Analysis of 18F-fluoride PET/CT scans

Twelve parameters were derived from the static and dynamic PET scans. The mean and maximum SUV at 30 min were calculated from the last frame of the dynamic scan (SUVmean30 and SUVmax30). The mean and maximum SUV at 60 min were calculated from the static scan (SUVmean60 and SUVmax60). The analysis of the dynamic scans was based on the 2 tissue compartment model (2TCM) [23]. Through nonlinear regression (NLR) analysis, K 1, k 2, k 3, v b, K i,NLR, K 1/k 2 and k 3/(k 2 + k 3) were calculated from the dynamic scan. K i,patlak was calculated from the dynamic scan through Patlak graphical analysis [24, 25].

The twelve parameters were calculated based on a region of interest (ROI) approach. In each CT scan, 6 ellipsoid-shaped ROIs were manually drawn following the contours of the vertebrae (slice thickness 4 mm, short axis range 40–50 mm, long axis range 55–65 mm), including the intervertebral disc space and upper and lower endplates of the operated segment as well as of a control segment 2 levels higher (Fig. 1a). These ROIs were transferred to the co-registered attenuation-corrected PET image (Fig. 1b).

Fig. 1
figure 1

ROI definition. a An axial, sagittal and coronal CT image (from left to right) of the lower spine after PLIF. Three ROIs were drawn in the operated segment: the lower endplate of the cranial vertebra (pink), the intervertebral disc (yellow), the upper endplate of the caudal vertebra (black). The same three ROIs were drawn in a normal reference segment 2 levels above the operated segment (red, green and blue, respectively). b The six ROIs were transferred to the co-registered PET image (axial, sagittal and coronal views from left to right)

  1. 1.

    SUV was obtained by correcting the radioactivity concentration measured by the PET scanner [A (kBq/ml)] for the injected dose of 18F-fluoride [ID (MBq)] and the body weight of the patient [m (kg)] according to (1).

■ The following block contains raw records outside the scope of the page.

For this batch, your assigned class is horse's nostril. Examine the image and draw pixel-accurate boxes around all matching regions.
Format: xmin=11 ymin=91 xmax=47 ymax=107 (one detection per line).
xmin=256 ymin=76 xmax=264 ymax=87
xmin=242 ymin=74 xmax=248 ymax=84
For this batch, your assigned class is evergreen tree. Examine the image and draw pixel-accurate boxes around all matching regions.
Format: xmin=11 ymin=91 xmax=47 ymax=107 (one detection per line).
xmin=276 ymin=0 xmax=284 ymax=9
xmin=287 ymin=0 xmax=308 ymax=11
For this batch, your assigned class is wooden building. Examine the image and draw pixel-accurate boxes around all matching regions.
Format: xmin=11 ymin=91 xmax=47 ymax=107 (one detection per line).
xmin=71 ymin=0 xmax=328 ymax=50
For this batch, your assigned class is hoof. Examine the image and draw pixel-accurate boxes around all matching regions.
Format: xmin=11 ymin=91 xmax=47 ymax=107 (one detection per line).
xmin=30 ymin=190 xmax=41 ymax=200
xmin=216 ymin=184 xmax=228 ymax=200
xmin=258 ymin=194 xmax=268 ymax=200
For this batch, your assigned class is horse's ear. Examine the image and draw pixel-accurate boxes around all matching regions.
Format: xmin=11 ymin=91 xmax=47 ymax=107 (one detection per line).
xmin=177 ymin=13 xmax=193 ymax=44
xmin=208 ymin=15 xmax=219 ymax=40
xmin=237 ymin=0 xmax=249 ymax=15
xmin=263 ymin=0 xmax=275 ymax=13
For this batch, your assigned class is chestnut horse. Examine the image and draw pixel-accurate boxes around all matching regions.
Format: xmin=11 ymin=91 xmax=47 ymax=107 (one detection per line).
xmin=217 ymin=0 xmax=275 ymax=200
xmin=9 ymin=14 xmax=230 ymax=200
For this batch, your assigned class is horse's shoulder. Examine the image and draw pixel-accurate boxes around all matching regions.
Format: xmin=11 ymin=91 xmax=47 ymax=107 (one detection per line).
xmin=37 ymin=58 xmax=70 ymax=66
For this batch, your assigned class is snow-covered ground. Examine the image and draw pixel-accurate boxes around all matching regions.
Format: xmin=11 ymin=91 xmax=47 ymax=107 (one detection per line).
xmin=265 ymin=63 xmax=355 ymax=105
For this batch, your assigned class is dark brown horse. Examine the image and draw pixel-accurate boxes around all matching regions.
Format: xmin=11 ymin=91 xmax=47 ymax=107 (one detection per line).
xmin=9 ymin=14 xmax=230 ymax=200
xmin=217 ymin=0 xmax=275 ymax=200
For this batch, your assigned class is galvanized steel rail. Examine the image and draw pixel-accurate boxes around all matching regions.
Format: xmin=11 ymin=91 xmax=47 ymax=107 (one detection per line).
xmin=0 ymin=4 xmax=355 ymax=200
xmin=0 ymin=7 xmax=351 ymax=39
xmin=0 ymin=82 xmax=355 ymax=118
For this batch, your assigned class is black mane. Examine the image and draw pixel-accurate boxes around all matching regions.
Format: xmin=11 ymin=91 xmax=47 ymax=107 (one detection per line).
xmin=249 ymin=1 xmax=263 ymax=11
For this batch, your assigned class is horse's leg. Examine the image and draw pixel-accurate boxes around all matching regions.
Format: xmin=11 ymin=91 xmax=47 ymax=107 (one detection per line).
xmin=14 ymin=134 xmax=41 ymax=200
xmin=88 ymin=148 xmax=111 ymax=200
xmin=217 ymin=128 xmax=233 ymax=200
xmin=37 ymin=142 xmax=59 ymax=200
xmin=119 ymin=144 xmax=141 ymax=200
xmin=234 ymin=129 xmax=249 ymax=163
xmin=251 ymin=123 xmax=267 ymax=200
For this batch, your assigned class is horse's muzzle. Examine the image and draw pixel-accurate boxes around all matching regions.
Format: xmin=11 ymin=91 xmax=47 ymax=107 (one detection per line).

    $${\text{SUV}} = \frac{A}{{{\text{ID}}/m}}$$
    (1)
  2. 2.

    For dynamic analysis, the arterial blood input function and the tissue time–activity curves (TACs) were needed. The same 6 ROIs that were used in static analysis were applied to the dynamic frames to generate the TACs. The arterial blood input function was determined by means of an image-derived input function (IDIF) obtained via a thresholding method. The frames of the dynamic PET scan that showed a clear bolus (2–4 frames early in the dynamic scan) were summed. In the summed image, a 75 % threshold was applied to a box placed manually around the abdominal aorta, to obtain a volume of interest (VOI). By applying the VOI to all dynamic frames, the IDIF was generated.

    The IDIF and ROI TACs were fitted to the 2TCM using a nonlinear regression algorithm and a Patlak algorithm (PMOD 3.0, PMOD Technologies Ltd, Zürich) estimating the kinetic parameters K 1, k 2, k 3, v b and K i,patlak. The parameter k 4 was assumed to be negligible and set to 0.

    The fluoride bone influx rate, K i (previously referred to in literature as K bone), represents the net uptake rate of 18F in the bone mineral, calculated as a combination of the rate constants (2). K 1 is correlated to bone perfusion [26]. Also calculated was k 3/(k 2 + k 3), which represents the fraction of tracer entering the tissue compartment that undergoes specific binding to the bone mineral [26] and K 1/k 2, which represents the volume of distribution of tracer in the unbound pool [27].

    $$K_{\text{i, NLR}} = \frac{{K_{1} \times k_{3} }}{{k_{2} + k_{3} }}$$
    (2)
  3. 3.

    The relationship between SUV and K i,NLR can be written as (3), which was derived using the analytical solution of the 2TCM for the time-dependent tissue radioactivity concentration. In which, f b represents the blood fraction (L/kg) defined as the ratio of total blood volume to body mass and τ (Bq s/Bq) is the blood fractional residence time in a region, defined as the mean time that an administered substance spends in that region [28]. The full derivation can be found in “Appendix”.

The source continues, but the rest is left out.